Si qu’y r’viendrait

 

 

Si qu’y r’viendrait Jésus

Se demandait Jehan Rictus...

Si qu’y r’viendrait le doux Cyrénéen,

Il prendrait le chemin

Qui mène au cimetière et mène à mon église ;

Il irait se placer dans la plus simple mise,

Entre un gueux béquillant et portant la besace

Et quelque mécréant à l’âme lasse ;

Peut-être moi, sait-on jamais ?

Puis il prierait...

Alors, comme au temps d’Ézéchiel,

On entrerait dans le surnaturel...

Du vieux chantre la voix deviendrait cristalline,

L’enfant de chœur, dans son émoi,

Oublierait de gainer ses doigts

Dans ses narines.

Tout au long de la messe,

Même sur son bréviaire

Le bon curé tiendrait ouvertes ses paupières.

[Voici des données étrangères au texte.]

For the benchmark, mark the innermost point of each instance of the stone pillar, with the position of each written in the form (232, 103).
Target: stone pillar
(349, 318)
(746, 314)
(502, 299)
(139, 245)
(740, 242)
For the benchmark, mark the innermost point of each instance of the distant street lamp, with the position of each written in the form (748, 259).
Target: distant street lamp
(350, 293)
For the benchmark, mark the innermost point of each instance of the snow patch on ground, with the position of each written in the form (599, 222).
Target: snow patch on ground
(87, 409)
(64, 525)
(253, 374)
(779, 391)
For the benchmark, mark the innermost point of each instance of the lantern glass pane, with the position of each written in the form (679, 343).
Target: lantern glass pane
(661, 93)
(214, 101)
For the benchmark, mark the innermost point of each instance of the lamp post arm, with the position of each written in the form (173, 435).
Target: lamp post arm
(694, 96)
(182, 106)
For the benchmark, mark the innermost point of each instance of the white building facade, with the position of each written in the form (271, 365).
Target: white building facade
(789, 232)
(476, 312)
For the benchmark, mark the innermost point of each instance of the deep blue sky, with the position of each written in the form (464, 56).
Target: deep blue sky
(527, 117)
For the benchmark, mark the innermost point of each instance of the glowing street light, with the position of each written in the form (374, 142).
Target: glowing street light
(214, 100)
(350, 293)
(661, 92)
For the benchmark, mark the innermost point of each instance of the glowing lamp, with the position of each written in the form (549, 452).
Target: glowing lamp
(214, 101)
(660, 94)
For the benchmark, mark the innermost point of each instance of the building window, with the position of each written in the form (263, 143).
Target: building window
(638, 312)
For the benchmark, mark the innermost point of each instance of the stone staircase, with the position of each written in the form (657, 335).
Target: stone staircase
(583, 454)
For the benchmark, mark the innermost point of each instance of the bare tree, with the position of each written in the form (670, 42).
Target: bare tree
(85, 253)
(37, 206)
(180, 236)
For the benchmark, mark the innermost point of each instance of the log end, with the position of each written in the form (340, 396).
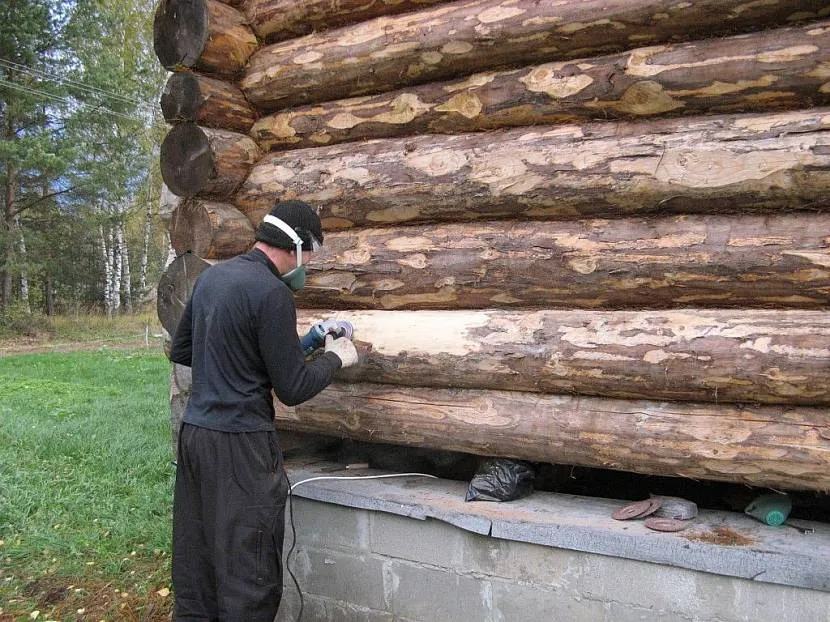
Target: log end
(180, 31)
(181, 98)
(186, 160)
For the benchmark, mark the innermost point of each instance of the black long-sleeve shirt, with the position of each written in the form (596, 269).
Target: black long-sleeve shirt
(239, 334)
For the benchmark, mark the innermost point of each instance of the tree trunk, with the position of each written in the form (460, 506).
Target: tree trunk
(206, 101)
(774, 70)
(210, 230)
(107, 260)
(145, 246)
(705, 165)
(206, 162)
(769, 446)
(473, 35)
(22, 260)
(168, 202)
(708, 261)
(180, 388)
(205, 35)
(776, 357)
(277, 20)
(118, 266)
(126, 280)
(49, 295)
(175, 286)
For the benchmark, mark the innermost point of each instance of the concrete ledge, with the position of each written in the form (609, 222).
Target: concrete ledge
(723, 543)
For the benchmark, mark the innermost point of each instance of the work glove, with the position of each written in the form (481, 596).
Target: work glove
(343, 348)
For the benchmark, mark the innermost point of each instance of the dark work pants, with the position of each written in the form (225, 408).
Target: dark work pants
(228, 526)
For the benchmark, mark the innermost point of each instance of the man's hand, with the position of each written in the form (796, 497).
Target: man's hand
(343, 348)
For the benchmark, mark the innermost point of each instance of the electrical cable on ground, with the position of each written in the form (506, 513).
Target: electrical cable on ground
(291, 488)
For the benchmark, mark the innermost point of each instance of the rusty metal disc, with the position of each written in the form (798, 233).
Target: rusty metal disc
(638, 509)
(665, 524)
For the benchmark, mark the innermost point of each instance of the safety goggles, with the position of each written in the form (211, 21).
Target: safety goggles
(287, 230)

Et les chevaux, les moutons, les ânesses

Ainsi que maintes volatiles

Aux fidèles mêlés,

Feraient du saint asile

Comme un paradis retrouvé...

Sans fausses notes

Chanteraient les dévotes

Et la bonté, la charité

Dans les vieux cœurs ratatinés

Refleuriraient de telle sorte

Que, plus tard, on verrait du seuil de la grand’porte,

Ô miracle imprévu,

Le plus grand de tous ceux que fit jamais Jésus,

Rire et danser aux bras des filles-mères

Les bigotes et les rosières !

 

 

 

Lucien BOUDET.

 

Recueilli dans Les poètes de la vie :

œuvres inédites d'auteurs contemporains,

choix de Louis Vaunois et Jacques Bour, 1945.